Run for 60 to 90 minutes while keeping a steady and comfortable pace the entire time.
Zone 3: The Lactate Threshold Zone
The lactate threshold effort is also known as anaerobic threshold, and is more universally, referred to as a tempo run. This is the point at which your body can no longer get rid of the lactic acid build as quickly as it is produced.
This typically occurs at approximately 82 to 88 percent of MHR, according to this research.
Percentage: Around 81 to 90 percent of HR.
Pace: The workouts within this zone should be performed roughly at 10K to half marathon race pace. The comfortably hard effort is sustained over a set period—usually 15 to 30 minutes
Purpose: The primary purpose of this zone is to teach your body to run hard for sustained longer periods, by increasing your lactate threshold, improving performance in the process.
Warm up for 10 minutes in Zone 1, then run for 15 to 20 minutes at exactly 85 percent.
To do this, program your heart rate device to beep whenever your heart rate slips over or under the limits of the 80 to 90 percent range.
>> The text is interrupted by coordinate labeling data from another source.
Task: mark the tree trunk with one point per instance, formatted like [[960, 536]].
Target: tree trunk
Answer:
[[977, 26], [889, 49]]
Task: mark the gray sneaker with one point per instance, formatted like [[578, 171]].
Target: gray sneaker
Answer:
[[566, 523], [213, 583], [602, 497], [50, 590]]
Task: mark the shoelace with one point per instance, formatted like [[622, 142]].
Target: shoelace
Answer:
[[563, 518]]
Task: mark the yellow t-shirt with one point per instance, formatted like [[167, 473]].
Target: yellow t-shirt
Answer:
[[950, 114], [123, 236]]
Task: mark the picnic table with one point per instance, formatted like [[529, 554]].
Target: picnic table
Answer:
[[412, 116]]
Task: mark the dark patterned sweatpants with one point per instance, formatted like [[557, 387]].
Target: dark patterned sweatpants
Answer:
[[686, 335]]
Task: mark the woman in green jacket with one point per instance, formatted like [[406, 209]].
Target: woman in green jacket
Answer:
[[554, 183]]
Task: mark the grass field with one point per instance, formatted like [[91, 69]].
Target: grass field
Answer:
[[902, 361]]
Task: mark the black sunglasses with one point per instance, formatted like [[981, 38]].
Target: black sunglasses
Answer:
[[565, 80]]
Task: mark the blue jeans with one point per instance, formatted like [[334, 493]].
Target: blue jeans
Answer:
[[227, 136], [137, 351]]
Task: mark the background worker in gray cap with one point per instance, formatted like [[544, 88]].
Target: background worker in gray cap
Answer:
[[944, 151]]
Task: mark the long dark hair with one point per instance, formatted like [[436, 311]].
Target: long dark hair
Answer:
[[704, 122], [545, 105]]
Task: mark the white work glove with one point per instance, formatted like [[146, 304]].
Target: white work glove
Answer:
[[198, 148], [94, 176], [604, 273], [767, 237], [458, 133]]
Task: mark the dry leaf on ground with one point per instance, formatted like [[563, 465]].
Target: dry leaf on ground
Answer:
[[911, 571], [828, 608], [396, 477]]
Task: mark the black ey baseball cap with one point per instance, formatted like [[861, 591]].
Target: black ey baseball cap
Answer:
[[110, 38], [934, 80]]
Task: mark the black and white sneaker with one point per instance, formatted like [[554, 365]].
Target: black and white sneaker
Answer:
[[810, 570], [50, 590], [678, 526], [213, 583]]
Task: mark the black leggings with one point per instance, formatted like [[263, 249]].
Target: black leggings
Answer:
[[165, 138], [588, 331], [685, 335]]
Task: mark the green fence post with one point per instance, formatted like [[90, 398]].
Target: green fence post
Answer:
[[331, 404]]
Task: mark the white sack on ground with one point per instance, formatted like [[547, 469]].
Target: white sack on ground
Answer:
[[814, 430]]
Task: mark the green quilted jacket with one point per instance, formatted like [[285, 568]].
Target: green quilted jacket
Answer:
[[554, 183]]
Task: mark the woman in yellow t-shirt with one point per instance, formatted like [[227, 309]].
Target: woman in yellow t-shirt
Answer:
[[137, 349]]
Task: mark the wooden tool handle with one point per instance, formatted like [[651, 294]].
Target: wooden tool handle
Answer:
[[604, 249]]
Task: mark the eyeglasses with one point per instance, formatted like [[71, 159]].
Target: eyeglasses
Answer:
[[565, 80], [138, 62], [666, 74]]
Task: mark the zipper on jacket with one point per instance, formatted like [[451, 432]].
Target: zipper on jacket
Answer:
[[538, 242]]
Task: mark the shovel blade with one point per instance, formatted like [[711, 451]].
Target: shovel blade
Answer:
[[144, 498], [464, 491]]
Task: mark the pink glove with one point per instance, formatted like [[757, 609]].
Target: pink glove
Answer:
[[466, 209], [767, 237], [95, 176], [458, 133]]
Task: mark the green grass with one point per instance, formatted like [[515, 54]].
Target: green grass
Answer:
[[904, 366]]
Last up, finish your run with a 10-minute cool in Zone 1
Zone 4: The Anaerobic Power Zone
This is what commonly referred to as speedwork or VO2 max work in the running circles.
Percentage: Around 91 to 97 percent of your max HR.
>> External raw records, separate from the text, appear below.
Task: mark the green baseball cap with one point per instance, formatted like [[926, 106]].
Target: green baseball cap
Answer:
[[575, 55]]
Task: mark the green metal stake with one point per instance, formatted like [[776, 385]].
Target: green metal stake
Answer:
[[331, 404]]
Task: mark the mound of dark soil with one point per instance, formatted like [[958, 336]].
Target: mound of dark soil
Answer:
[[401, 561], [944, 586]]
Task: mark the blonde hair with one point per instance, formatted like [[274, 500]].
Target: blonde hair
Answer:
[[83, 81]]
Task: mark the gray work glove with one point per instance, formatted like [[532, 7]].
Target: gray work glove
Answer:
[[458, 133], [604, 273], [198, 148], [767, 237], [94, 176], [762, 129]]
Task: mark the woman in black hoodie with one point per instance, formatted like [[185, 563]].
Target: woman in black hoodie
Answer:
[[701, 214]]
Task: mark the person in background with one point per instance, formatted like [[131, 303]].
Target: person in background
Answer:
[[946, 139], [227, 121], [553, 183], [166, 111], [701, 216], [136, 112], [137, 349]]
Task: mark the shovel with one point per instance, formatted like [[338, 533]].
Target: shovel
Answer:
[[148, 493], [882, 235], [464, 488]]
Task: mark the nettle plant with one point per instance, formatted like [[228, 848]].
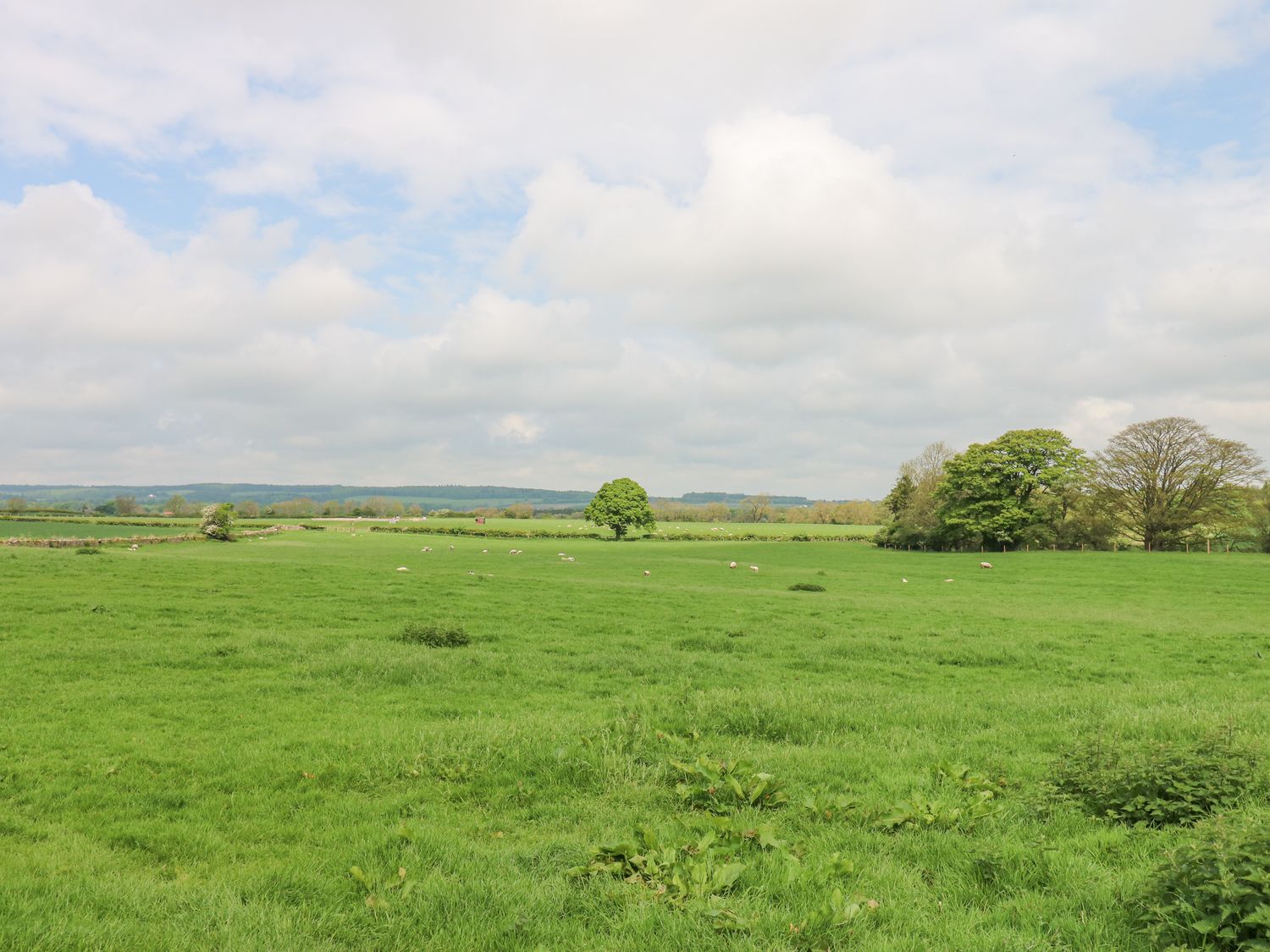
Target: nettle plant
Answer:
[[444, 635], [1157, 784], [721, 786], [1214, 891], [683, 875], [964, 797]]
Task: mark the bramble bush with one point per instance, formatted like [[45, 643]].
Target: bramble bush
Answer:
[[1158, 784], [449, 635]]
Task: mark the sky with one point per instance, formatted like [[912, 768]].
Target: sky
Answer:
[[714, 245]]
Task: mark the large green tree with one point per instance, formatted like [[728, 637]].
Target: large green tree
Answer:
[[621, 504], [1018, 487], [1162, 479]]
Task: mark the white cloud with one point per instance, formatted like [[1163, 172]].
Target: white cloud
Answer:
[[515, 429], [785, 263]]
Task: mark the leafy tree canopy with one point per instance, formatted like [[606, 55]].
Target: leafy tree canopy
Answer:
[[1166, 477], [621, 504], [1020, 484]]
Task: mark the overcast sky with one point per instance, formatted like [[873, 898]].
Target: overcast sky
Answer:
[[752, 246]]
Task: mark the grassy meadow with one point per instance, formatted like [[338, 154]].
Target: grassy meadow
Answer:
[[200, 741]]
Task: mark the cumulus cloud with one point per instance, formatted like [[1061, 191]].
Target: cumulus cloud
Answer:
[[555, 244]]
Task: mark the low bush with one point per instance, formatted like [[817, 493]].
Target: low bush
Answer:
[[1158, 784], [721, 786], [447, 635], [1213, 893]]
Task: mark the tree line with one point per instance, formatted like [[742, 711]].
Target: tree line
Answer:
[[1165, 484]]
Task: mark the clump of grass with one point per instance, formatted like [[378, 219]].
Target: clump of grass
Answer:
[[444, 635], [1213, 893], [1160, 784]]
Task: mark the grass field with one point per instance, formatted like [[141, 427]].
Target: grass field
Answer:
[[198, 741]]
Pace: The low limits of this zone are around 5K pace, and the upper limits are your typical full-out sprinting effort.
Running and exercising within this zone should be performed at near maximum, and should feel extremely hard. Also, you should only be able to run for a few minutes before you get completely exhausted.
Purpose: Great for developing anaerobic capacity.
After a thorough 10-minute dynamic warm-up, perform at least six 800m runs, at around 90 percent in each rep.
Zone 5: The Max Aerobic Zone
As the name implies, this is your maximal effort. This is the end of the line when it comes to training intensity.
Percentage: Roughly 97 to 100 percent of Max HR.
Pace: During this zone, your cardiovascular and respiratory system will be pushed to maximum capacity, exhausting yourself in the process.
Purpose: The primary purpose of Zone 5 workouts is boosting strength and power in your fast twitch muscles—key for top end speed.
Please, DO NOT engage in zone 5 workouts on a regular basis. Otherwise, you’ll be putting your body in a whole world of hurt, and you don’t want that.
After a thorough 10-minute dynamic warm-up, perform ten 400m sprints with 200m recovery jog between each sprint, with the heart rate slipping down to at least 70 percent during the recovery jogs.
Finish up the session with a 10-minute cool down.